Grunting, Gordy squatted and pushed the clothes back in. He planted his hands on his knees, stood up, and, far less hostile now, faced Nina. “Um, is Phil the kind of guy who’s going to go brood about what happened out there? And come back on us with a 12-gauge at one in the morning?”

Nina shook her head. “He just turned forty-eight. He don’t bounce so good anymore. I suspect what he’ll do is take Kit back home. His parents are there to help out.”

Gordy threw up his hands in mild disgust, spun on his heel and stomped across the barren barroom, threw open the front door, and continued across the highway. Ace and Nina craned their necks and watched Gordy enter the barnlike Quonset with the rusted Bobcat and windmill out front.

Nina turned to Ace. “He don’t like women. I could tell the way he looked at me.”

Ace shook his head. “He don’t like women like you. Taller than him, lean, smart. He likes ’em about seventeen, no neck, big in front, and stoned.” He made a gesture with both hands cupped before his chest. Then he pointed to his head. “And small up here.”

“So you think I’m a cop?” Nina asked, pretending to be flattered. And confident, because she could cross her heart and hope to die and swear she was not a cop.

“Don’t know what you are,” Ace said, Then he ran his hand along the bar and felt the leather grain and distinctive scale pattern of her wallet. “Don’t know for sure what this is either.”

“Ostrich. Phil’s got a buddy who raises them for the meat and makes leather goods from the hides.”

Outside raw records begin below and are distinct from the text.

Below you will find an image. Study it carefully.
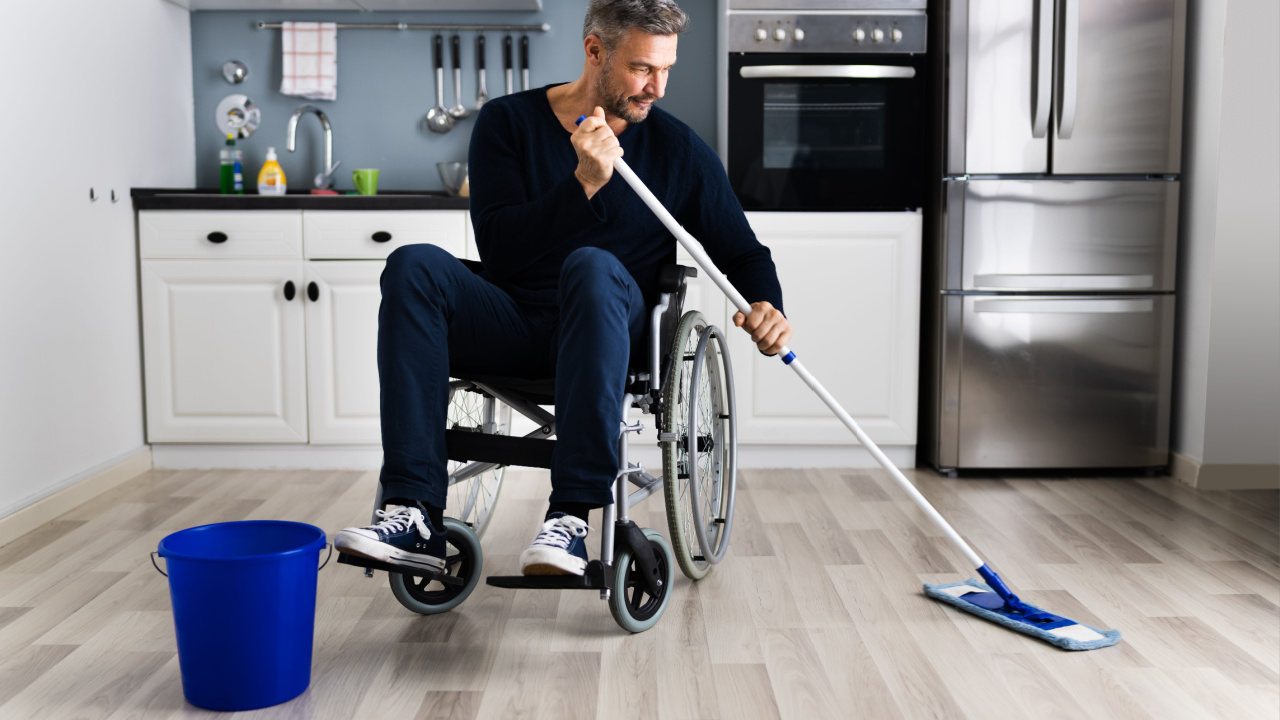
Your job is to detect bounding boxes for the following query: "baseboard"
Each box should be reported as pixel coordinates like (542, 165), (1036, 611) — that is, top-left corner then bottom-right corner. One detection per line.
(0, 446), (151, 546)
(151, 443), (383, 470)
(1171, 452), (1280, 491)
(151, 445), (915, 474)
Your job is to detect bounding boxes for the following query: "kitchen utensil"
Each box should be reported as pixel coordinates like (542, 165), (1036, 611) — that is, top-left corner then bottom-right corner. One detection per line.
(426, 35), (453, 133)
(476, 35), (489, 110)
(214, 95), (262, 140)
(435, 163), (471, 197)
(449, 35), (470, 119)
(502, 35), (516, 95)
(223, 60), (248, 85)
(351, 168), (378, 195)
(520, 35), (529, 90)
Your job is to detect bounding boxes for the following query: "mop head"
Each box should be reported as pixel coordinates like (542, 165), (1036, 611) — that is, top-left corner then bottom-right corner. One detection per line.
(924, 578), (1120, 650)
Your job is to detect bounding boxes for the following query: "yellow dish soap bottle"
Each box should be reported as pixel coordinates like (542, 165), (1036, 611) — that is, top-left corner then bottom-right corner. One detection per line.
(257, 147), (287, 195)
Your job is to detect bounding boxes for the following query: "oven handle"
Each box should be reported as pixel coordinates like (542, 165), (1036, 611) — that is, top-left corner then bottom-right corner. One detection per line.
(739, 65), (915, 79)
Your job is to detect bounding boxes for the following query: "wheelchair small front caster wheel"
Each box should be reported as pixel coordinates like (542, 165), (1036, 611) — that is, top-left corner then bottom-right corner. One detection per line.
(609, 528), (676, 633)
(387, 518), (484, 615)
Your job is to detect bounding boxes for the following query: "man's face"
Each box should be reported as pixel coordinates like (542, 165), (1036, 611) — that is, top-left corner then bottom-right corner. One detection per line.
(595, 28), (676, 123)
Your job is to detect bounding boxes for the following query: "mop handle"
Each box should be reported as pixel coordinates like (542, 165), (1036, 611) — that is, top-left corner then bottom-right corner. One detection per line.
(579, 127), (986, 568)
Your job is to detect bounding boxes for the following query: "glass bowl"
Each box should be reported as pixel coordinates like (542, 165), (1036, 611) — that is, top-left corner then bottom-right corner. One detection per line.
(435, 163), (471, 197)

“Really.” Ace kneaded the leather. “Tell me something.”

Nina threw a wary glance out the front window toward the corrugated tin building where Gordy had disappeared. “Depends.”

“You think ostriches could run with buffalo? After the bar’s gone I was thinking of going out further west, maybe try to raise some buffalo.”

Nina got stuck, once again blindsided by this easygoing, mostly sad, but definitely hard-to-read man. It wasn’t easy to locate the danger in him. But it was there. She had to catch her breath and restart her act.

“It’s okay,” he said.

“What’s okay?” Nina said, letting herself drift, letting the color come into her cheeks.

Ace winked. “That you like me. C’mon, let’s take a ride. I want to show you something.”

In the Tahoe, heading west. “So why would I be a cop?” Nina asked.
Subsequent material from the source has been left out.